2002-11-25 04:06:17

by Clemmitt Sigler

[permalink] [raw]
Subject: 2.4.20-rc3 ext3 fsck corruption -- tool update warning needed?

(I'm not subscribed to lkml, please CC: [email protected] -- Thanks :^)

Hi,

I'd been running 2.4.20-rc3 for two days. While rebooting it tonight
fsck.ext3 corrupted my / partition during an automatic fsck of the
partition (caused by the maximal mount count being reached). (I had
backups so I was able to recover :^) The symptoms were that some files
like /etc/fstab and dirs like /etc/rc2.d disappeared -- not good.

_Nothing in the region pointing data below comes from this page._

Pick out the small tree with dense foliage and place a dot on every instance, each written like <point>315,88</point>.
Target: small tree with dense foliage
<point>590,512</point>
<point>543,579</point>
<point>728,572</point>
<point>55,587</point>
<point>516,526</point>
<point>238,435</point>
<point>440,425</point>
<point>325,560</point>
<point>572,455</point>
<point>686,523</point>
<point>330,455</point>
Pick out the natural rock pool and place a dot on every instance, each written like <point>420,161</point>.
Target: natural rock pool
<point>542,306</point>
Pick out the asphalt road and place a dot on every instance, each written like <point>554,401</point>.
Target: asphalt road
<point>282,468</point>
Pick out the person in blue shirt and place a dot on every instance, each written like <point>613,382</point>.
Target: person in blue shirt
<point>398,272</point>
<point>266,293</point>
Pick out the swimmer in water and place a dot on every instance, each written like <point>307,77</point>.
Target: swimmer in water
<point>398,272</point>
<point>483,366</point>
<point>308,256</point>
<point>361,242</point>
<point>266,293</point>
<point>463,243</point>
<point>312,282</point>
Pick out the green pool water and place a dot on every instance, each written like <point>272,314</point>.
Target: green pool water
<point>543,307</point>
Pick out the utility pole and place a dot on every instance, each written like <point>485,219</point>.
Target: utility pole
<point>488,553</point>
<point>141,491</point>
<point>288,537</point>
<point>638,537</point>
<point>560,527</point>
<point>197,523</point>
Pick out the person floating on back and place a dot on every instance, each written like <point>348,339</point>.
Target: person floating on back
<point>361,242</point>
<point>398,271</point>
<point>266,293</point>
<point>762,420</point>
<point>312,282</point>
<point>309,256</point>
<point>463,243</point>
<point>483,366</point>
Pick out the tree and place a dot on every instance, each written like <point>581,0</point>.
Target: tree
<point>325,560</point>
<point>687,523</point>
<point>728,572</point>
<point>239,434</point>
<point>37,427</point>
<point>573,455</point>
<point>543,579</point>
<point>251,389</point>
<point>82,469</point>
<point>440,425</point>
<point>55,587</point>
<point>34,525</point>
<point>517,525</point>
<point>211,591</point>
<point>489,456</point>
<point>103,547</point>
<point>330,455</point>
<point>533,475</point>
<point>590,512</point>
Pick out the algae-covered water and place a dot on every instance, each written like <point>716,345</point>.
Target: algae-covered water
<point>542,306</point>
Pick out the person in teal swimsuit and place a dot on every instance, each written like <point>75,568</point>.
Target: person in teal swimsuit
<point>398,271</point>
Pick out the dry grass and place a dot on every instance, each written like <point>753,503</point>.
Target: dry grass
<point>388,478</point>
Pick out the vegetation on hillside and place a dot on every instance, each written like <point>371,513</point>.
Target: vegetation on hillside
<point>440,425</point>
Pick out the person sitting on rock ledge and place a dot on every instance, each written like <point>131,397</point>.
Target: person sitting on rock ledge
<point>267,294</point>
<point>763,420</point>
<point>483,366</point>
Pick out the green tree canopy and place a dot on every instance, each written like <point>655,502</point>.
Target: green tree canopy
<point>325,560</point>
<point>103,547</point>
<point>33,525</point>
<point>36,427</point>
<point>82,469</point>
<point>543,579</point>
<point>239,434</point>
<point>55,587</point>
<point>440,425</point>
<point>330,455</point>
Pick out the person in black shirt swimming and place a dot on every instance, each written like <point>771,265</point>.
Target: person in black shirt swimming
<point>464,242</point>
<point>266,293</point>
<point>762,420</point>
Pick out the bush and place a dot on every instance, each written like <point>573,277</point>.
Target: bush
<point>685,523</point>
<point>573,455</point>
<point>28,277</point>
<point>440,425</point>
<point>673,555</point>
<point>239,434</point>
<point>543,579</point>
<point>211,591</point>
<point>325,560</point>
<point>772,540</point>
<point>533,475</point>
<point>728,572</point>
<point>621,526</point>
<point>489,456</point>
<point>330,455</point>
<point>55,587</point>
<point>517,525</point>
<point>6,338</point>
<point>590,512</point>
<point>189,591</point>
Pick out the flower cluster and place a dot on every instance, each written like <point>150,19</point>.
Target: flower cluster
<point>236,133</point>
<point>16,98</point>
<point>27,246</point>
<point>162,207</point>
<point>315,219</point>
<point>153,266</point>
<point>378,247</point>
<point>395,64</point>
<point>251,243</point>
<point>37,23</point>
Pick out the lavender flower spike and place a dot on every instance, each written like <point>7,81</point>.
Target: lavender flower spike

My system is Debian Testing, with Debian e2fsprogs version
1.29+1.30-WIP-0930-1. I use ext3 partitions with all options set to
the defaults (ordered data mode). This is an SMP system, in case
that matters. Please e-mail me for any other details that might help.

I'm wondering if this change between -rc1 and -rc2 might be a factor ->

<[email protected]>
HTREE backwards compatibility patch.

Upon rebooting to 2.4.19 (SMP kernel also), the system did another
auto-fsck.ext3, this time on /usr. I held my breath, but all went fine.
This seems to me to narrow it down to a kernel/e2fsprogs incompatibility
(but I'm not an expert).

If this is indeed the case, please put a LOUD WARNING in the kernel
notes that some versions of e2fsprogs are incompatible. HTH.

Clemmitt Sigler


2002-11-25 10:50:46

by Hugo Mills

[permalink] [raw]
Subject: Re: 2.4.20-rc3 ext3 fsck corruption -- tool update warning needed?

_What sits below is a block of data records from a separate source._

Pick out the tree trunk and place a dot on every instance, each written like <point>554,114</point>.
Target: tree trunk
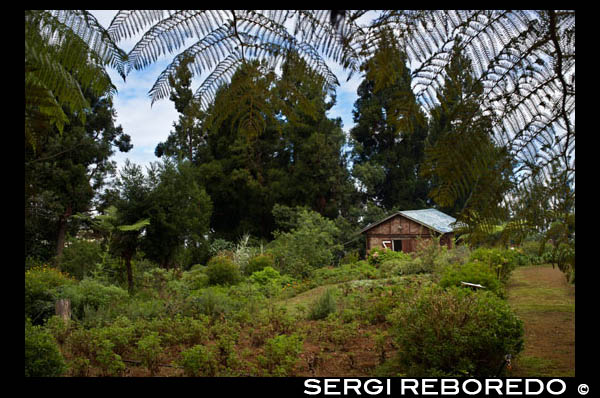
<point>63,309</point>
<point>62,231</point>
<point>129,271</point>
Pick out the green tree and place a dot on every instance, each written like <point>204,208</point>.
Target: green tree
<point>269,141</point>
<point>470,174</point>
<point>187,136</point>
<point>64,173</point>
<point>388,138</point>
<point>127,216</point>
<point>179,211</point>
<point>66,52</point>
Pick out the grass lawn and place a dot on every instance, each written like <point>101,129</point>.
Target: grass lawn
<point>542,298</point>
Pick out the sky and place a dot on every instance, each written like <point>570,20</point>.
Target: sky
<point>147,124</point>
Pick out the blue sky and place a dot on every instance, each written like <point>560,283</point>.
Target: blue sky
<point>148,125</point>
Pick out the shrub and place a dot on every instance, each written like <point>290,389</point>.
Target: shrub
<point>42,285</point>
<point>92,295</point>
<point>472,272</point>
<point>214,301</point>
<point>195,278</point>
<point>501,261</point>
<point>309,245</point>
<point>378,255</point>
<point>323,306</point>
<point>455,332</point>
<point>80,257</point>
<point>42,356</point>
<point>109,362</point>
<point>258,263</point>
<point>280,354</point>
<point>198,361</point>
<point>222,271</point>
<point>149,350</point>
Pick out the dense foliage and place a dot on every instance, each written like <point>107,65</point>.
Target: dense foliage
<point>238,254</point>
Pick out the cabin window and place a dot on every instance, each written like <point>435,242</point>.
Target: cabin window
<point>397,244</point>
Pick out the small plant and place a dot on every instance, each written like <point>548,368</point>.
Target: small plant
<point>472,272</point>
<point>222,271</point>
<point>42,287</point>
<point>149,350</point>
<point>280,354</point>
<point>325,305</point>
<point>455,332</point>
<point>198,361</point>
<point>42,356</point>
<point>80,367</point>
<point>109,362</point>
<point>258,263</point>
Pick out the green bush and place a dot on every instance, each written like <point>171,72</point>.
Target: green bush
<point>92,295</point>
<point>501,261</point>
<point>80,257</point>
<point>323,306</point>
<point>280,354</point>
<point>258,263</point>
<point>109,362</point>
<point>42,356</point>
<point>472,272</point>
<point>195,278</point>
<point>309,245</point>
<point>344,273</point>
<point>455,332</point>
<point>149,351</point>
<point>42,287</point>
<point>378,255</point>
<point>198,361</point>
<point>222,271</point>
<point>214,301</point>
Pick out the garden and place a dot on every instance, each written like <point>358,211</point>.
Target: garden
<point>271,311</point>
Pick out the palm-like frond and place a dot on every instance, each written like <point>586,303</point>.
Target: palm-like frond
<point>524,59</point>
<point>65,54</point>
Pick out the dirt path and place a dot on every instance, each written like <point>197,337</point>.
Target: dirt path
<point>545,302</point>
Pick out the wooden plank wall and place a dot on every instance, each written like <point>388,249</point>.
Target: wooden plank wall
<point>399,227</point>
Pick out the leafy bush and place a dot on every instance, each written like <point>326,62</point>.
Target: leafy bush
<point>198,361</point>
<point>195,278</point>
<point>379,255</point>
<point>149,350</point>
<point>455,332</point>
<point>42,286</point>
<point>214,301</point>
<point>501,261</point>
<point>280,354</point>
<point>309,245</point>
<point>343,273</point>
<point>323,306</point>
<point>258,263</point>
<point>109,362</point>
<point>269,280</point>
<point>472,272</point>
<point>42,356</point>
<point>92,294</point>
<point>80,257</point>
<point>222,271</point>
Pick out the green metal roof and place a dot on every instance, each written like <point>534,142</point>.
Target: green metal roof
<point>431,218</point>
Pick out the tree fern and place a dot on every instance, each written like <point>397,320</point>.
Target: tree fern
<point>65,53</point>
<point>524,60</point>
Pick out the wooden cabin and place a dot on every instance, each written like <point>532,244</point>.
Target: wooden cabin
<point>401,231</point>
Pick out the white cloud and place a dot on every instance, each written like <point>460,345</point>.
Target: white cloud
<point>148,125</point>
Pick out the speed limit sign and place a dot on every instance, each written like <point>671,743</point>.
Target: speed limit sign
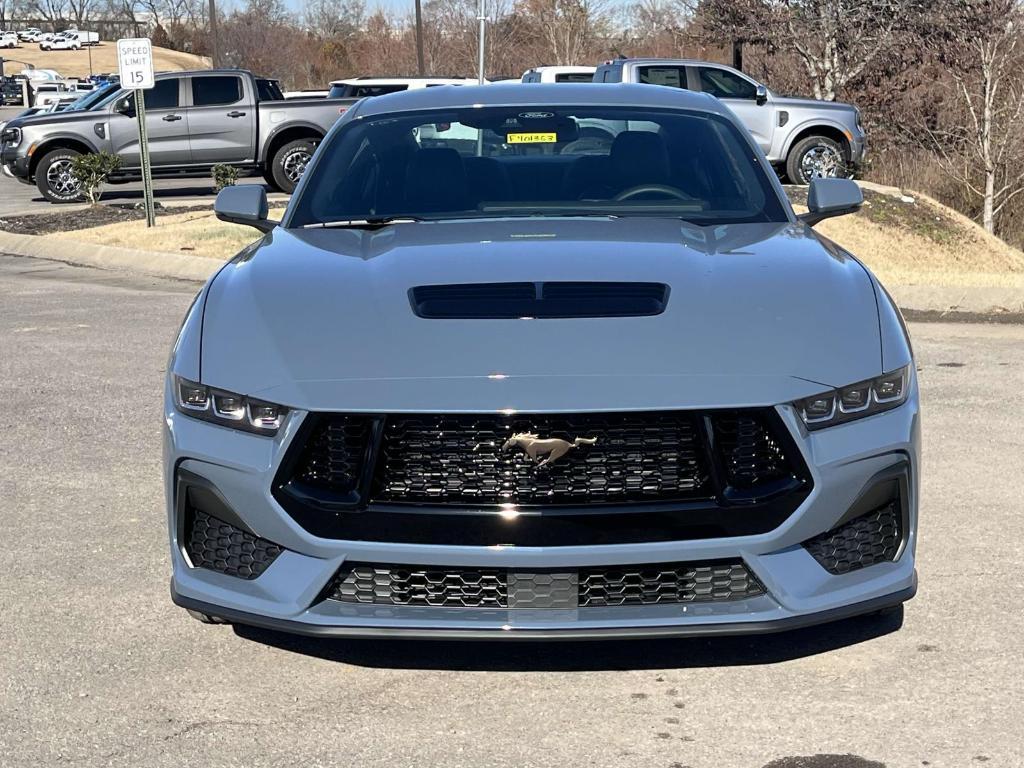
<point>135,62</point>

On Mon, Nov 25, 2002 at 12:12:55AM -0500, Clemmitt Sigler wrote:
> I'd been running 2.4.20-rc3 for two days. While rebooting it tonight
> fsck.ext3 corrupted my / partition during an automatic fsck of the
> partition (caused by the maximal mount count being reached). (I had
> backups so I was able to recover :^) The symptoms were that some files
> like /etc/fstab and dirs like /etc/rc2.d disappeared -- not good.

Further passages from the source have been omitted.